Presently Mrs. Minturn broke the silence.
“Will you please leave me alone with her for a while?” she asked.
“Oh, I cannot leave my child!” panted Mrs. Seabrook, rebelliously.
“She is in our Father’s care—our trust is in Him,” Mrs. Minturn gently returned. “Go into the next room and lie down. I promise to call you if there is the slightest need, and, believe me, I ask only what is best.”
Dr. Stanley took his sister by the hand and led her unresistingly from the room. He made her go to an adjoining chamber and lie upon a couch, then seated himself beside her.
To his amazement her tense form almost instantly relaxed and in twenty minutes she was asleep.

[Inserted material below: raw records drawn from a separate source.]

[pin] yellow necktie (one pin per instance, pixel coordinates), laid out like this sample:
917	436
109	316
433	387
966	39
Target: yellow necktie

He sat there with his head bowed upon his hands for nearly two hours, thinking as he had seldom thought during his whole life. At the end of that time the door of Dorothy’s room was noiselessly opened and Mrs. Minturn beckoned to him.
He went to her—softly closing to but not latching the door of his sister’s room—to ascertain what she wanted, but with fear and trembling.
“Please get me a glass of warm milk,” she said to him.
“There is some brandy—” he began.
“No; milk, if you please,” she returned, and disappeared within the room.
A few minutes later he handed the glass in to her and the door was shut again.
Another endless hour and a half he passed sitting upon a balcony that opened off the same floor, waiting—waiting for he knew not what.
Then Mrs. Minturn came to him with the empty tumbler in her hand.
“Have it filled again, please,” she said.
“Is it for—Dorothy?”
“Yes; she has taken what you brought before and asked for more.”
“Asked!” and in spite of his professional self-poise the man’s heart bounded into his throat.
“Yes, she is awake; is perfectly conscious and free from pain, though weak, to sense; but we know that God is omnipresent strength,” Mrs. Minturn replied, with an assurance that proved to him she was confidently resting upon the Rock of Ages, and which also inspired him with hope.
When he returned with the milk he longed to go in and see for himself how the child was progressing, but Mrs. Minturn stood in the aperture of the half-opened door, and he instinctively knew that his presence was not desired.
As she took the glass from him she inquired:
“Is Mrs. Seabrook sleeping?”
“I think so—she was when I left her.”
“Pray let her rest,” said his companion; “but if she should wake tell her that Dorrie is more comfortable; that I shall remain with her all night and do not wish to be disturbed. And you, Dr. Stanley”—with gentle authority—“you must try to rest also; you may safely trust the child to God, and with me as His sentinel, for she is doing well. But first, if you will slip over to the house and ask Katherine to send my night-wrapper I can make myself more comfortable; just drop it outside the door, then go to bed and ‘be not faithless but believing,’ Good-night.”